By Aimee Chanthadavong
Nearly 10 million Australians are spending almost two hours a week shopping online, according to Deborah Sharkey Australia & New Zealand eBay vice president.
At a session of the Retail Conference at CeBIT 2011 in Sydney, Sharkey recently highlighted that based on research by eBay, Australians spent $20 billion last year shopping online and that is forecast to increase by 12 per cent this year.
Despite this, e-commerce represents only three to four per cent of the Australian retail industry, which is half compared to the US and the UK, showing there is still e-commerce growth yet to come.
Sharkey said e-commerce is a “critical inflection point” in the retail industry where Australians are now shopping online and are buying products that they previously bought in physical stores.
“E-commerce is the biggest catalyst of change since the shopping mall,” she said.
“It’s creating significant opportunity for retailers, manufactures and logistic providers alike who are prepared to evolve and meet the needs of the modern consumer.
“This buoyant e-commerce growth is a stark contrast against what we’re seeing the retail sector which has been pretty much flat over a year now.”
There are three mains reasons why consumers are shopping online and that is because there is a greater range online, products are more affordable – particularly with the strong Australian dollar – and the convenience of being able to shop globally 24/7.
Michelle Vanzella, Westfield director business development, said that shopping is now constantly around consumers.
“It’s becoming everywhere and it’s no longer a trade between a single buyer or a single merchant; it’s actually between many sellers and many buyers and their interactions on how they deal with each other is becoming ubiquitous and mobile devices are making that even more so,” she said.
But taking a step towards having a physical store to multi-channelling can be a difficult task for retailers for two reasons: retailers have to build multiple permutations to give customers what they want, which requires a lot of effort and planning; and it’s a change that would affect the way an entire organisation operates.

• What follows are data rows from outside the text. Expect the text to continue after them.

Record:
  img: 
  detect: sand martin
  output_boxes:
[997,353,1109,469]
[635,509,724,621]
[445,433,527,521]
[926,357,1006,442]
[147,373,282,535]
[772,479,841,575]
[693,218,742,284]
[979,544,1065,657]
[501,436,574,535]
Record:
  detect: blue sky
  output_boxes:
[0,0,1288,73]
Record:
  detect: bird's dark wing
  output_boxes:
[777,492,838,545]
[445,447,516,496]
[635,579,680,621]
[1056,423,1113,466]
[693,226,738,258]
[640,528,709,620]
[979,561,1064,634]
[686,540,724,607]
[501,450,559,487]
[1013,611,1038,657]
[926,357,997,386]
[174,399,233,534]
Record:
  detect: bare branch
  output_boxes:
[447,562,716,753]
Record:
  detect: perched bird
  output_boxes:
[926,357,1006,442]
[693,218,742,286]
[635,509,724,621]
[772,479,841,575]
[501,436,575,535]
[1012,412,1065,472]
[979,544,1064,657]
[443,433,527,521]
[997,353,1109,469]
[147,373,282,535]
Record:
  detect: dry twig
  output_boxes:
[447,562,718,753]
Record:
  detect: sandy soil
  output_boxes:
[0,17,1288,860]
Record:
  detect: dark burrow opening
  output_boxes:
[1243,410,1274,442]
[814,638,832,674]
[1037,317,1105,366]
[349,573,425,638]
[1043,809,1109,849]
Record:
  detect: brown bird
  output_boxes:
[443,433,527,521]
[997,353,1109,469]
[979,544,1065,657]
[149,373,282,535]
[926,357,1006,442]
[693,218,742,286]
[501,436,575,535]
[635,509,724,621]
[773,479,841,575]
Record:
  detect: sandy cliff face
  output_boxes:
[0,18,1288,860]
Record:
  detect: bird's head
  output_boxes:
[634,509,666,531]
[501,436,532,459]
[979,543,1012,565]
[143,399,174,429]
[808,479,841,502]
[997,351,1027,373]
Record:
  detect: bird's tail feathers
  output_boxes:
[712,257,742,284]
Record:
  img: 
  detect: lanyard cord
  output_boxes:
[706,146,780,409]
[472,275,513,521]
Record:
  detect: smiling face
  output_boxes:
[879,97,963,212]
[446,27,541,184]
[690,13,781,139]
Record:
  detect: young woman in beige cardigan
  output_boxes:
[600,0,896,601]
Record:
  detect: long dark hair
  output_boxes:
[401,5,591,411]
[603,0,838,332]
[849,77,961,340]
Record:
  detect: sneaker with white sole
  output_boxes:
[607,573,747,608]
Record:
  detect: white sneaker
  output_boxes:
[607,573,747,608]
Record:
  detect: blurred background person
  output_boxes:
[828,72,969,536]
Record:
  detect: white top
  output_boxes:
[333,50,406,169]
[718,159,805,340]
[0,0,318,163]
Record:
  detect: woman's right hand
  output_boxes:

Daniel Roberts, Woolworths head of online, said it’s time for traditional retailers to evolve in order to win the competition by recognising that if they don’t make changes they will get left behind.
The key challenge for retailers is deciding what channel would work best for their business and that’s where they need to find maintain focus on what is relevant for their business, Vanzella said.
“The choice of these channels can be completely overwhelming. It’s not just about multi-channel retailing it’s about omni-channel shopping. With omni-channel shopping, shoppers use every conceivable touch point to find, to research, to share, to buy and to deal with sellers anytime, anywhere, which is why retailing should go back to basics of having the shopper at the core for which ever strategy you take other you’re going to run into trouble,” she said.